By Blog Writer Lucinda Obank
‘Pop-up’ brothels run by criminal gangs have revealed the industrial scale exploitation of women across the UK. These findings were published in a report conducted by the All-Party Parliamentary Group (APPG) titled ‘Behind Closed Doors: Organised Sexual Exploitation in England and Wales’. The Chairman of APPG Gavin Shuker, who is also the Labour MP for Luton South, has demanded urgent government action, suggesting that the UK should follow in the steps of Sweden – the first country to adopt an ‘end demand’ approach in 1999. This involves criminalising the buying of sex but decriminalising the selling of sex based on the notion demand drives prostitution and sex trafficking.
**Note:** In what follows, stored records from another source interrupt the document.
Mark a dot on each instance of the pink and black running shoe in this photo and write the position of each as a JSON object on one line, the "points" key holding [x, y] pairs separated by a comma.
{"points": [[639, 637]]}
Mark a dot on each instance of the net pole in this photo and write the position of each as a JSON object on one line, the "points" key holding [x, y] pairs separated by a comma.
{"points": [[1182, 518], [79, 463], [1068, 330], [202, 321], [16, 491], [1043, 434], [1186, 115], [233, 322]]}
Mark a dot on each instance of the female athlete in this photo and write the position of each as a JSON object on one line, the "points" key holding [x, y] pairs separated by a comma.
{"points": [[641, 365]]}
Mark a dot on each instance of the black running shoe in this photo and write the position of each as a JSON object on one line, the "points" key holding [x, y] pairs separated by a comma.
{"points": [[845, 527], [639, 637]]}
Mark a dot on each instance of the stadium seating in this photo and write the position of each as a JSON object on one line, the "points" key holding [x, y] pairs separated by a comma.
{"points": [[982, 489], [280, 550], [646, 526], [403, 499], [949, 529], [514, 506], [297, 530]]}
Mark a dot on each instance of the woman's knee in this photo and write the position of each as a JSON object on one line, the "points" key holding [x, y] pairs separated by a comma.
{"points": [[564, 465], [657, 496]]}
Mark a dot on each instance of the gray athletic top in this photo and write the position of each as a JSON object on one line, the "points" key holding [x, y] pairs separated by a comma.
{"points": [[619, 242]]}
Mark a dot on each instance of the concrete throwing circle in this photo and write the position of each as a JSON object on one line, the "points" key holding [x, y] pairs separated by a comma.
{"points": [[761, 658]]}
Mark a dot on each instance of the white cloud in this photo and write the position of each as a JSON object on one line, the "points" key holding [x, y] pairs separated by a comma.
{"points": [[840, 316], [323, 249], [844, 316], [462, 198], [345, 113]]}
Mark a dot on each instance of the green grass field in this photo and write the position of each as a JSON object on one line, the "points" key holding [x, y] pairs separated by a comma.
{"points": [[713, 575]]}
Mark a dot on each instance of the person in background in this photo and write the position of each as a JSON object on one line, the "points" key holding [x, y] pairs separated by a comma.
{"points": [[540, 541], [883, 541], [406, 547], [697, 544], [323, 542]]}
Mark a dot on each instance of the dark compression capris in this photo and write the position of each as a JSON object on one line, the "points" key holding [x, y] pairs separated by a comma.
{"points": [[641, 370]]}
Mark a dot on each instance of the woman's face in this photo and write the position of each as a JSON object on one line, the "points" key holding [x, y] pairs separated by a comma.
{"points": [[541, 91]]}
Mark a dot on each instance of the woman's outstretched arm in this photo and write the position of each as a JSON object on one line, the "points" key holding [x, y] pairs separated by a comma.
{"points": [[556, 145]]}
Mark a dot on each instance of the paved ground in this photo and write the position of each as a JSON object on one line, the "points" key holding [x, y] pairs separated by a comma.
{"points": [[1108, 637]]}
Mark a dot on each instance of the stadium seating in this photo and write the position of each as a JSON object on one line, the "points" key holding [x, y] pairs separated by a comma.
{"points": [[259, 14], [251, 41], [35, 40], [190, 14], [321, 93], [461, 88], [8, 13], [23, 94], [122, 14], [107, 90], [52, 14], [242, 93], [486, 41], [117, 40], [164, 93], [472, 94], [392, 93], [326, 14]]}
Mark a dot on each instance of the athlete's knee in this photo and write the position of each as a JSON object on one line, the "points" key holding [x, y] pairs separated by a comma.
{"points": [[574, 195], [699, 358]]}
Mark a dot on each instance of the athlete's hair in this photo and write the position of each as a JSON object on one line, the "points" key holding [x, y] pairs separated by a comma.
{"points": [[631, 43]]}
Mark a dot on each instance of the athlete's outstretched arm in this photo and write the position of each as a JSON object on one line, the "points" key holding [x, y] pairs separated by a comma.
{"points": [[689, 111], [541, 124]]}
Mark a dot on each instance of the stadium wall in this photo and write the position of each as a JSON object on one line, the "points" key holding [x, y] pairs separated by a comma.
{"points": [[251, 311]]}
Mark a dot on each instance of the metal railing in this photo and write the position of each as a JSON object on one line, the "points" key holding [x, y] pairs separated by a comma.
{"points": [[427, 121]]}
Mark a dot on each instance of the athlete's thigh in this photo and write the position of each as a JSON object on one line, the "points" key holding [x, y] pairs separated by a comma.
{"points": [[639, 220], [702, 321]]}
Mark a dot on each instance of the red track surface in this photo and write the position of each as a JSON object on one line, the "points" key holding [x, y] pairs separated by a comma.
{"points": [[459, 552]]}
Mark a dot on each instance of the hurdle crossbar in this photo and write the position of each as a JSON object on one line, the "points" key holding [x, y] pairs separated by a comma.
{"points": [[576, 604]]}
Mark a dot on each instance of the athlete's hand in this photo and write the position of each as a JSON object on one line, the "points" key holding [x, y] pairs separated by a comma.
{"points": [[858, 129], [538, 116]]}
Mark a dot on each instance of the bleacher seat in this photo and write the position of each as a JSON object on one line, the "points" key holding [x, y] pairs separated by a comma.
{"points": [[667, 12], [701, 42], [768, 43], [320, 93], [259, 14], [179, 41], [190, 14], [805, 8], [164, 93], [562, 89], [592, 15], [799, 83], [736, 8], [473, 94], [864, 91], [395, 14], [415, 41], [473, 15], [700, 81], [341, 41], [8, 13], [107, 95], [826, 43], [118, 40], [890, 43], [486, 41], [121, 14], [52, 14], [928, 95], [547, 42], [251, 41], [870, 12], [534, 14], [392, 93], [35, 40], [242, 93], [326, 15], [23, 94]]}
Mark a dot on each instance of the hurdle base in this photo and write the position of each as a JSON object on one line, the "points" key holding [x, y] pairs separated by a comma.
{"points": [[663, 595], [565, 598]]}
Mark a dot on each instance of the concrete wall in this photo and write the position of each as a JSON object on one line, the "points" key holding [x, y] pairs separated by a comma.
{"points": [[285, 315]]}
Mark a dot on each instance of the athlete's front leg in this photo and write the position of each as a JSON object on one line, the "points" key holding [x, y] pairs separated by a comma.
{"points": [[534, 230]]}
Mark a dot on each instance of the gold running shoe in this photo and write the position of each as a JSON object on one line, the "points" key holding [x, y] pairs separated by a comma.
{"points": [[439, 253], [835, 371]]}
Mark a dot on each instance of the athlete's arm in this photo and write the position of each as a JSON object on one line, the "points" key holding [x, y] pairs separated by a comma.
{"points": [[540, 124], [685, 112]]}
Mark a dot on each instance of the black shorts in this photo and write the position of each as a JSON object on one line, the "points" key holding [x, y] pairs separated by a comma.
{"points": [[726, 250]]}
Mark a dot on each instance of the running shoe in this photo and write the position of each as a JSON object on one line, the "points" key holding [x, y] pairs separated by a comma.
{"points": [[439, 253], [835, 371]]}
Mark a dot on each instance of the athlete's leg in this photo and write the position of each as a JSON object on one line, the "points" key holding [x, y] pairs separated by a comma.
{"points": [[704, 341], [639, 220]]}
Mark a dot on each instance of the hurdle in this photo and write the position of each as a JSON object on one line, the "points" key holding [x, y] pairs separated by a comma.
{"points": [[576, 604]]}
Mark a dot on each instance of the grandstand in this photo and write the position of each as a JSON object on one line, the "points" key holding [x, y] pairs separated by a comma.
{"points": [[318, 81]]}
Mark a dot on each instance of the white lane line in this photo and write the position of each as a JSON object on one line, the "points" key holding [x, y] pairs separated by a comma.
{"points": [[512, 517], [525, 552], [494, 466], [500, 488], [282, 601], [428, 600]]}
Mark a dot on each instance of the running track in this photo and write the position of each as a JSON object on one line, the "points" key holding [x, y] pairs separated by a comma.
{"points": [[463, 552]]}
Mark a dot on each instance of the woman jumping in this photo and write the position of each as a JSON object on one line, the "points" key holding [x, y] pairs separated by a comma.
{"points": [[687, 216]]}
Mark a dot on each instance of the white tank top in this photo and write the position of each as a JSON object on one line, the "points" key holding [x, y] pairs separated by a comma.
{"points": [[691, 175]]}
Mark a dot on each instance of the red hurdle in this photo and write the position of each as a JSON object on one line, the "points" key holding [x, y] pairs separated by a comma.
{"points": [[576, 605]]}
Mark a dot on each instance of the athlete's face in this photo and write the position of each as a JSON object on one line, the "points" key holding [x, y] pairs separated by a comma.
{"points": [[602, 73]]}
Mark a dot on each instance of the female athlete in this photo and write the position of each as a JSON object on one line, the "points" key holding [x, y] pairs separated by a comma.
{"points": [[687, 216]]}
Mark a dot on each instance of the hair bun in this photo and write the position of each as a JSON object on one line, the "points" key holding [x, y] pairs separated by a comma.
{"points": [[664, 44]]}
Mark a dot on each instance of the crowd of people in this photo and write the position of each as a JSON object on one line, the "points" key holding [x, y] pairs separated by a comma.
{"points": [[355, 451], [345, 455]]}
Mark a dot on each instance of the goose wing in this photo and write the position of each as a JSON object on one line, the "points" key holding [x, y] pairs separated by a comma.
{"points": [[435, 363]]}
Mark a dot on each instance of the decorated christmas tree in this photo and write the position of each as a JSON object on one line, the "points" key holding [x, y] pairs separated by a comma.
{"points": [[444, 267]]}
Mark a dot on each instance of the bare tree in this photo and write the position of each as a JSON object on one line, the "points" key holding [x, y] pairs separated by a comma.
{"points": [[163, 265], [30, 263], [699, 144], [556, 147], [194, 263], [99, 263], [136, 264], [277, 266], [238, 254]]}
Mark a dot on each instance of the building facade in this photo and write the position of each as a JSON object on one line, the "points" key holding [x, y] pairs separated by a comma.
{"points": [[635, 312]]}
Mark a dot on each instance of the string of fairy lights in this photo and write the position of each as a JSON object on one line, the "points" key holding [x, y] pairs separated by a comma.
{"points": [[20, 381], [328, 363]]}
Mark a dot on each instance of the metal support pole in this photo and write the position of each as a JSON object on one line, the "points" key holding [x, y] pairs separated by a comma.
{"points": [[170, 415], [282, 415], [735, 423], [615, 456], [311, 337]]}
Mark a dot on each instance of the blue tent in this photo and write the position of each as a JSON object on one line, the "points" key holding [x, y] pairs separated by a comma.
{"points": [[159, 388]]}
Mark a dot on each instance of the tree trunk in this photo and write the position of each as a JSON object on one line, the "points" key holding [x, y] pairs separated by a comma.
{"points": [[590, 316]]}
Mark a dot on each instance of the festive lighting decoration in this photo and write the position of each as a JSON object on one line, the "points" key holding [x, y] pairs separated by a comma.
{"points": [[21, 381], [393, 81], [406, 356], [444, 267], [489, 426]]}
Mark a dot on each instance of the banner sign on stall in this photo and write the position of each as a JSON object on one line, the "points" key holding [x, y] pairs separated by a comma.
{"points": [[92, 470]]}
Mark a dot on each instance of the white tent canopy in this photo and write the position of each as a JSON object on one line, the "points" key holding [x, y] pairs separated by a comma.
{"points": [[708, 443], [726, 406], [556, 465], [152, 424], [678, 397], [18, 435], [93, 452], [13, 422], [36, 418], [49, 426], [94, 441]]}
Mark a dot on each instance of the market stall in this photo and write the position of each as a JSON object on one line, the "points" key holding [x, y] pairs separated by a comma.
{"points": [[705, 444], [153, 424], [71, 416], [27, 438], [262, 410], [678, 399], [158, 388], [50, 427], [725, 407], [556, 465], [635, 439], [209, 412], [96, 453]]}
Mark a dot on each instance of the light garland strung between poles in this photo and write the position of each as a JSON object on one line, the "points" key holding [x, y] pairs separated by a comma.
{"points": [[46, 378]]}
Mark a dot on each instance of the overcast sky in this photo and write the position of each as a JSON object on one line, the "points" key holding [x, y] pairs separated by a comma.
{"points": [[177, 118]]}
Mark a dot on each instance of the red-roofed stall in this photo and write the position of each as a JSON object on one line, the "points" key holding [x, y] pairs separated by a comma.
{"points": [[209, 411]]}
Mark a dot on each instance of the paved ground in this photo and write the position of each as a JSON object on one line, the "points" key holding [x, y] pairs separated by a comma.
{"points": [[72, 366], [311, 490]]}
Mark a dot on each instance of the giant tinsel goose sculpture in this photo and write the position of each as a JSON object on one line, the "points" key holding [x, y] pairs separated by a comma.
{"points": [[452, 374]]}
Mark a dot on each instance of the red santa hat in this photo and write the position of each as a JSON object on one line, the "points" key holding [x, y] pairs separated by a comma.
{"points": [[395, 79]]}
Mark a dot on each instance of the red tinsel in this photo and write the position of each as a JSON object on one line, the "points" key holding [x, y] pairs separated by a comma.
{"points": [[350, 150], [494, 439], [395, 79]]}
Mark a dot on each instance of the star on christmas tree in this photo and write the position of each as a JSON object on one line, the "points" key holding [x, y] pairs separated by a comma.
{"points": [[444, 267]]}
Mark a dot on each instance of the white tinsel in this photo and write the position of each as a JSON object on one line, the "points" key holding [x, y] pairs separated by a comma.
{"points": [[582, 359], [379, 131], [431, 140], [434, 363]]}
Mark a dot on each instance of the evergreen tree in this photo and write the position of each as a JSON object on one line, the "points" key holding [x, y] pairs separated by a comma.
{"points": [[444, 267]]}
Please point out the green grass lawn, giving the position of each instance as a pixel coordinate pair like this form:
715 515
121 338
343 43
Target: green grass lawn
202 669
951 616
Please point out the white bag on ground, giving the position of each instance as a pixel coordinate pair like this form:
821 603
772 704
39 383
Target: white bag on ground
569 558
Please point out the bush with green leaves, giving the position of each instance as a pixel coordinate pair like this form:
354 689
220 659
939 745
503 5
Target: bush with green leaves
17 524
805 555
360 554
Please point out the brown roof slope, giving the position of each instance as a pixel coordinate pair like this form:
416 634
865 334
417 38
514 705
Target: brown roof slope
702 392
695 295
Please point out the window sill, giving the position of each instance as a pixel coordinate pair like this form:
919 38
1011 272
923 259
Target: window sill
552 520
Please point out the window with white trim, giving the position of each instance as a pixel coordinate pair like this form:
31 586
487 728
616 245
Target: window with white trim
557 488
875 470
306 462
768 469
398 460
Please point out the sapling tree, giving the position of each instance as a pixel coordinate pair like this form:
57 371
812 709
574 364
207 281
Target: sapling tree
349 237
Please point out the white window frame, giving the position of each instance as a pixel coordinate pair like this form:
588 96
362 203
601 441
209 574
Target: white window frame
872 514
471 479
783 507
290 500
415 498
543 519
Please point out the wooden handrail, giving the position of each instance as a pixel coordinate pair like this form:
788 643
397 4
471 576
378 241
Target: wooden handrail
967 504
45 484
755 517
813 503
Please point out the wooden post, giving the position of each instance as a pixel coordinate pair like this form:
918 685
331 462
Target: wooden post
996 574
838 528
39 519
The APPG also emphasised the need for the government to prevent online advertising and profiting, as well as introducing a national register of landlords and new guidance for short term lettings where brothels are commonly set up.
Any suggestions or alterations to sex laws undoubtedly provoke fierce contestation, but the findings outlined in the report scream for help. In what is a conspicuously confusing and divisive issue for policymakers and public alike, it is time for change. Although the route to take is disputed, the destination can be agreed upon; an environment whereby women’s rights are supported and vulnerable members are protected.
Abolishing the entire industry and criminalising those fuelling demand is argued to be the only progressive solution available. Prostitution by nature is inherently abusive, exploitative and demeaning- thereby threatening women’s road to freedom. The argument goes if prostitution is regulated we are accepting a normalisation of sexual exploitation on an industrial scale where women are still forced to take risks – completely incompatible with visions of future equality that society claims to be correcting.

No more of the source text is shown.